In the case of human diseases, the U.S. departments of health notify CDC through existing formal and informal reporting mechanisms. CDC further analyzes the event by use of the decision algorithm in Annex 2 of the International Health Regulations (IHR) and notifies the U.S. Department of Health and Human Services (HHS) Secretary's Operations Center (SOC), as appropriate. When a potential PHEIC is identified, WHO member countries have 48 hours to assess the risk of the reported event. If authorities determine that a potential PHEIC exists, the WHO member country has 24 hours to report the event to WHO. The HHS SOC is responsible for reporting a potential PHEIC to WHO.

Message Evaluation and Testing Service

The Message Evaluation and Testing Service (METS) is a message validation service for public health jurisdictions to use to evaluate HL7® case notification messages before they are sent through the Message Validation, Processing, and Provisioning System (MVPS) for processing and provisioning to CDC programs.

Message Validation, Processing, and Provisioning System

Message Validation, Processing, and Provisioning System (MVPS) is software that receives national notifiable disease data from jurisdictions, validates and processes the data, and provisions them to CDC programs. Through the MVPS Portal, jurisdictions have the ability to view the data they have submitted and identify data quality issues.
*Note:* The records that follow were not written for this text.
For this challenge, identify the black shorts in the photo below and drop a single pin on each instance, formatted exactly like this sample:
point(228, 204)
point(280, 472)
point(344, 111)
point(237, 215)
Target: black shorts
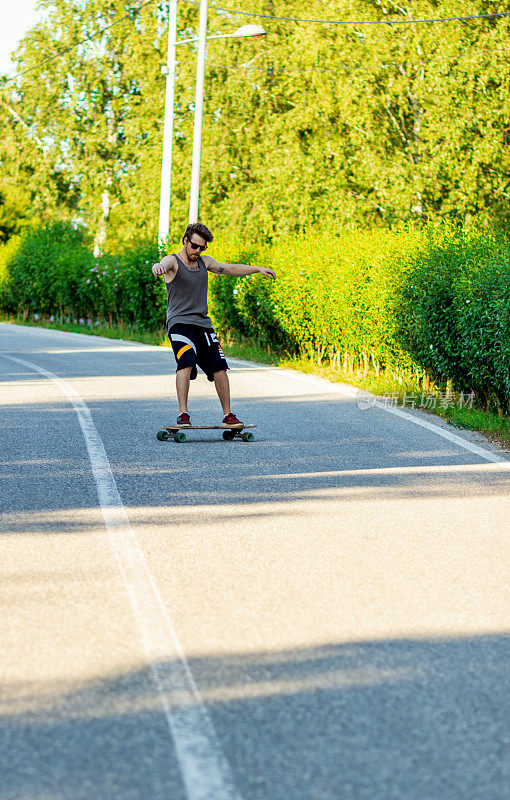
point(195, 346)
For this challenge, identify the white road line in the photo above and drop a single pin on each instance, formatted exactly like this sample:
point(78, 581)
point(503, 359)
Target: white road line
point(204, 769)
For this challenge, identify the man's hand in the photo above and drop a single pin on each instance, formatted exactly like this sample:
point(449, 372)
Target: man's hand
point(267, 273)
point(158, 269)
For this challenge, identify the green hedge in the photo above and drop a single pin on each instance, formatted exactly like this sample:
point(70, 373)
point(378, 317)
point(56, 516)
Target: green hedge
point(52, 271)
point(453, 312)
point(434, 301)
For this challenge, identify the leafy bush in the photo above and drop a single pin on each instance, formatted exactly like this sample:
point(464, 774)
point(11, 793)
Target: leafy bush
point(52, 271)
point(433, 301)
point(454, 312)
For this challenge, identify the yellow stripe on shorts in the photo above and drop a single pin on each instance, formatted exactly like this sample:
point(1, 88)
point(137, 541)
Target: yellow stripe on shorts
point(183, 350)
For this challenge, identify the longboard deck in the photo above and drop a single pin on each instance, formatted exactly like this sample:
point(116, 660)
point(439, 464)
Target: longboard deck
point(207, 427)
point(230, 432)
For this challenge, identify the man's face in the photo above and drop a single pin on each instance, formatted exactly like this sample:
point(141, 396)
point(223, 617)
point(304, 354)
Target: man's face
point(195, 246)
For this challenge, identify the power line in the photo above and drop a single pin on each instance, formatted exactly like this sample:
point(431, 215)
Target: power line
point(139, 6)
point(354, 22)
point(80, 41)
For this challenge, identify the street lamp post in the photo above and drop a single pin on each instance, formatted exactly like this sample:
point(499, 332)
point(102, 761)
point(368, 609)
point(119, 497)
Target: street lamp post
point(246, 30)
point(168, 127)
point(169, 70)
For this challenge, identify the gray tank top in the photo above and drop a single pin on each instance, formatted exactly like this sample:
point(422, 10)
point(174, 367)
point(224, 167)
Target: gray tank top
point(187, 296)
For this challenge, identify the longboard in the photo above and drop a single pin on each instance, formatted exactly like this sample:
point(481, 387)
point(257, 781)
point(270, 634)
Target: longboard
point(229, 433)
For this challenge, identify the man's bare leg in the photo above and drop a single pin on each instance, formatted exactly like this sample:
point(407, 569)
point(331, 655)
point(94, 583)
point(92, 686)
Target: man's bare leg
point(223, 388)
point(182, 382)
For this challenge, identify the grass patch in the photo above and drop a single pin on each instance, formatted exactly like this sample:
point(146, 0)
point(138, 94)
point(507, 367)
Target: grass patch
point(386, 383)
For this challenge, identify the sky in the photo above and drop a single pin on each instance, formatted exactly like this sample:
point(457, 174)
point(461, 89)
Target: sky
point(18, 16)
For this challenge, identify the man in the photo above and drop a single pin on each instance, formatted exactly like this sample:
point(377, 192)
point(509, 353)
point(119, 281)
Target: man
point(189, 327)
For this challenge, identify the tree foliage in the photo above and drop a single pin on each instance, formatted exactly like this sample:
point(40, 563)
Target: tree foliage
point(332, 125)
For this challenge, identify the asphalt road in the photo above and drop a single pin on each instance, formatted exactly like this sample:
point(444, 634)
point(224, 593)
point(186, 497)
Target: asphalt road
point(321, 614)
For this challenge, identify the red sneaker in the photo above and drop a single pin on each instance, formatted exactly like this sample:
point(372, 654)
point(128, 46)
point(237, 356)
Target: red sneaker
point(231, 421)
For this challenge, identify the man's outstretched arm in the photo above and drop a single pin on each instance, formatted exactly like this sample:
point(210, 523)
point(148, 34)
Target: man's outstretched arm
point(165, 266)
point(236, 270)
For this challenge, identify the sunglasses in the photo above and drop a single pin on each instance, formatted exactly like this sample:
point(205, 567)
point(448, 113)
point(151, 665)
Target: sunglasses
point(199, 247)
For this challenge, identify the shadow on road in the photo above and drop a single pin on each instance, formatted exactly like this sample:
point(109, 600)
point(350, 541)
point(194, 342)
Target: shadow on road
point(378, 720)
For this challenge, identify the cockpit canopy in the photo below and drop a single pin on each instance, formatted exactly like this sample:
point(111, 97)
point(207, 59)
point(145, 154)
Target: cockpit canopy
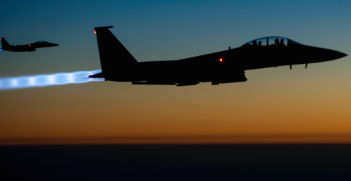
point(271, 41)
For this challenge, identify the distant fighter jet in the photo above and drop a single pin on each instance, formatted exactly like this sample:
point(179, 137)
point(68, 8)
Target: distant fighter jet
point(25, 48)
point(220, 67)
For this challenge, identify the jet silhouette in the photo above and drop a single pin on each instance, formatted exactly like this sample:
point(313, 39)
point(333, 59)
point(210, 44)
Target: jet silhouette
point(220, 67)
point(25, 48)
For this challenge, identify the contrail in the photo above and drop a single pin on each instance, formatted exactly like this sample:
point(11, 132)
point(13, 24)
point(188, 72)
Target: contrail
point(48, 80)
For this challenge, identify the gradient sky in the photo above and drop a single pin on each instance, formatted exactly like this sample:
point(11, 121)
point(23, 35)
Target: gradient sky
point(274, 105)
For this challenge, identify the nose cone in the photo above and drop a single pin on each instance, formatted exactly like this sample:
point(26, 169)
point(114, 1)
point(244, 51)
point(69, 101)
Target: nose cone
point(336, 55)
point(332, 55)
point(340, 55)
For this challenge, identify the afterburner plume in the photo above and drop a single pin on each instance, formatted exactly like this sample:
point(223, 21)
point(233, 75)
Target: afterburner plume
point(22, 82)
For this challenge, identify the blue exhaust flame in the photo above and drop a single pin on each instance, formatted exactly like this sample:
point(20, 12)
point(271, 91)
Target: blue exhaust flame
point(48, 80)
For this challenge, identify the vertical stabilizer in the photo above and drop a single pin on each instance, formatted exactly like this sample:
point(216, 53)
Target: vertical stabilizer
point(113, 55)
point(4, 43)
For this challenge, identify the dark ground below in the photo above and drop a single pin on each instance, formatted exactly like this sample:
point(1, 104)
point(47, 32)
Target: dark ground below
point(176, 162)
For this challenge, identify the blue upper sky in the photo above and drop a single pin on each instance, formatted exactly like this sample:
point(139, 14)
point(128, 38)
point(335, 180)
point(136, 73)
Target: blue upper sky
point(162, 30)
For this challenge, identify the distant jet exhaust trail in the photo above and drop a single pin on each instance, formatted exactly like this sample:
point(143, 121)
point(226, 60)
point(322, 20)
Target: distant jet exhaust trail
point(22, 82)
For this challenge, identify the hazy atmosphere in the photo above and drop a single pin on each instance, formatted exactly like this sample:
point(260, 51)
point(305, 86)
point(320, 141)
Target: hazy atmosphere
point(275, 105)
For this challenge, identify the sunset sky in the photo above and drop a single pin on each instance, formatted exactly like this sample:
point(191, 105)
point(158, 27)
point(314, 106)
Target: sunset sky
point(275, 105)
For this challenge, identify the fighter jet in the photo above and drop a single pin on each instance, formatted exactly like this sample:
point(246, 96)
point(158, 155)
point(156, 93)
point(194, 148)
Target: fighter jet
point(226, 66)
point(25, 48)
National Electronic Disease Surveillance System (NEDSS) Base System

The NEDSS Base System (NBS) is a CDC-developed integrated information system that helps local, state, and territorial public health departments manage reportable disease data and send notifiable disease data to CDC. NBS provides a tool to support the public health investigation workflow and to process, analyze, and share disease-related health information. NBS also provides reporting jurisdictions with a NEDSS-compatible information system to transfer epidemiologic, laboratory, and clinical data efficiently and securely over the Internet.

Disclaimer

HL7® is the registered trademark of Health Level Seven International, and their use of these trademarks does not constitute an endorsement by HL7.